Aren’t simple fines likely to be painless for large companies, as is the case with tax evasion, where it is often in a company’s interest to cheat given the low risks they face?

Indeed, most high-risk companies now include fines in their budgets in anticipation of disasters that might occur. In the case of the Erika disaster [named after the oil tanker that sank off the coast of France in 1999 causing a major oil spill], Total was forced to pay €200 million in compensation. That same year, they made €12 billion in profits. When you compare the two sums it’s absurd. It won’t stop them from continuing their activities. The main problem, however, is that corporate executives cannot be held criminally liable. Even in the event of an environmental disaster, the head of a multinational cannot go to jail.

In countries that have adopted laws recognising the rights of nature, such as Bolivia and Ecuador since 2008, this is not the case. In 2017 there was a very interesting case in Ecuador where a Chinese vessel was detained in the Galapagos Islands with more than 6,000 dead sharks on board. In a trial conducted on the sharks’ behalf, the judge determined that the ship’s activities were criminal. The captain and crew were sentenced to prison terms, the ship’s owner was charged a heavy fine and the ship was destroyed. Until ecocide is recognised as a crime, this type of verdict will be impossible in the West.

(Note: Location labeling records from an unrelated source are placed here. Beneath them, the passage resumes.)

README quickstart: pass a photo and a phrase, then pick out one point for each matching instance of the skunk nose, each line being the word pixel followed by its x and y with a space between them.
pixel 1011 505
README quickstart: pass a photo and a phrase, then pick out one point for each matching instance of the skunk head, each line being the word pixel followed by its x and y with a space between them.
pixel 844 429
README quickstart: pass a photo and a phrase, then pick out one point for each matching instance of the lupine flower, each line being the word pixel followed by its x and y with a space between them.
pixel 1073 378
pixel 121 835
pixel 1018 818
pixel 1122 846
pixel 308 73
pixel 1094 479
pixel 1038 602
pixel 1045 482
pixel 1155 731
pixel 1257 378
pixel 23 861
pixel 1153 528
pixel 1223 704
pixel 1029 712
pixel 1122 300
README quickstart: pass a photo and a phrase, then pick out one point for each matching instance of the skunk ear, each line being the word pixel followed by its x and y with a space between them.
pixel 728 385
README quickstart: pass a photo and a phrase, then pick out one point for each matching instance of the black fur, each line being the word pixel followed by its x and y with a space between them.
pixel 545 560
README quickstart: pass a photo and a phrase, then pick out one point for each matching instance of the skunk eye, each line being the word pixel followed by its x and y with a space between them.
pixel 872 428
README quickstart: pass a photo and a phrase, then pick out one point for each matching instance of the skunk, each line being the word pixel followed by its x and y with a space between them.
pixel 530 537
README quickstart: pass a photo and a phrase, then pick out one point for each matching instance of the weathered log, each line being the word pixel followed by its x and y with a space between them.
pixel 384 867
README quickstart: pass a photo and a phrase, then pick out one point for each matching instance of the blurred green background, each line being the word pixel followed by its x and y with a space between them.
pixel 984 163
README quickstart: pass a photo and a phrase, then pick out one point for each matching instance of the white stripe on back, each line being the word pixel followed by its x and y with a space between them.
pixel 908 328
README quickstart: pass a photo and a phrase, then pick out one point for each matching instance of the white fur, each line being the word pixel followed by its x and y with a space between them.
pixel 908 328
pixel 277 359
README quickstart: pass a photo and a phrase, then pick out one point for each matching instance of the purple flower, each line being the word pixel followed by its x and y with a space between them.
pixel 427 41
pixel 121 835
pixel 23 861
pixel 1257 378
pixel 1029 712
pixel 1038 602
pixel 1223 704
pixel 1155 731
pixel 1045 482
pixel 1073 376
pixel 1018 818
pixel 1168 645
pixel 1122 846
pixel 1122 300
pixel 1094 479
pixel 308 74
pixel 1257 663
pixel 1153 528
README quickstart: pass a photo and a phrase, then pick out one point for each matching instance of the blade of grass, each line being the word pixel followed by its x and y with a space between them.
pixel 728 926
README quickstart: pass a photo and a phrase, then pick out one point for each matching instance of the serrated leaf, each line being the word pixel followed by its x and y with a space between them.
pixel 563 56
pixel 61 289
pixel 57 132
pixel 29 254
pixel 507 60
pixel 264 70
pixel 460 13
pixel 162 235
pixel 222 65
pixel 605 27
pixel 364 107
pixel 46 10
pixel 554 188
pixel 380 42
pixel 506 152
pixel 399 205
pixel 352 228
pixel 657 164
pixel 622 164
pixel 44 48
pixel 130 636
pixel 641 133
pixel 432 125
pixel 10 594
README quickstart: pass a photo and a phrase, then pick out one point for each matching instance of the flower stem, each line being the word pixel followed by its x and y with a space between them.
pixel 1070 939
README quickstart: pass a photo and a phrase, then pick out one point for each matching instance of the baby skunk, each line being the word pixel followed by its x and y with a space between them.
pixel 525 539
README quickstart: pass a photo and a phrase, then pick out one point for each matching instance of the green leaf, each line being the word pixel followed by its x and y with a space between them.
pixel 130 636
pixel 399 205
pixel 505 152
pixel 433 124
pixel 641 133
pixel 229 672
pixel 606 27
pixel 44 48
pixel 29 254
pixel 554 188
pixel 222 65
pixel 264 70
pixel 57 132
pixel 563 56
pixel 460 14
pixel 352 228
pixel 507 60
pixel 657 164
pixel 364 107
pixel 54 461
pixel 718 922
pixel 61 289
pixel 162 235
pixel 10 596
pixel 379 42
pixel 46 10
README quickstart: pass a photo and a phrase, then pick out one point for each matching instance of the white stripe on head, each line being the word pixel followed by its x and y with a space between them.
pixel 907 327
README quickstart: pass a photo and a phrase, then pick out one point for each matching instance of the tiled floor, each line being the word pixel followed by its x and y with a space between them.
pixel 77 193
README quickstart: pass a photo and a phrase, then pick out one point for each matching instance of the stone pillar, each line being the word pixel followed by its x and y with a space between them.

Much of the current discussion around climate change avoids pointing the finger at those most responsible for it. Doesn’t the idea that each of us has to take our share of the responsibility shift responsibility away from the real economic players?

When we teamed with several NGOs to take the French government to court for their inaction on climate change, the response from Emmanuel Macron’s government was “we are doing everything we can but it’s up to citizens to be more responsible and take action in support of energy transition.” We thought “you’ve got to be joking!”

They remain caught in the economic logic of growth. They believe they can maintain a thriving economic system by developing renewable energy. To do this they have to encourage citizens to invest in solar panels and hybrid or electric vehicles. However, we now know that this will not be enough to slow down climate change and halt the erosion of biodiversity. If we continue to consume as much as we do, even if we adopt clean technologies, we will remain in the logic of predation and overexploitation of natural resources and rare minerals. We have to completely rethink our patterns of consumption. And the economic system will not be happy with that.

Is there no conscience on the part of our leaders regarding these issues? The problem of access to water in particular is likely to cause major conflicts.

Politicians have lost control of the economic sector. Multinationals are the ones who make laws because they are the ones that create jobs. The policies in place are only there to make it easier for them.

With regard to conflicts, countries are already preparing for them. On the recommendations of the World Health Organization (WHO), the American military is preparing for wars over water or resulting from climate and environmental change. The report submitted to the US military forecasts major pandemics in just 20 years. But our leaders don’t tell the people anything for fear of frightening them. They’re not slowing down, simply preparing for chaos, and that is extremely disturbing.

This story has been translated from French.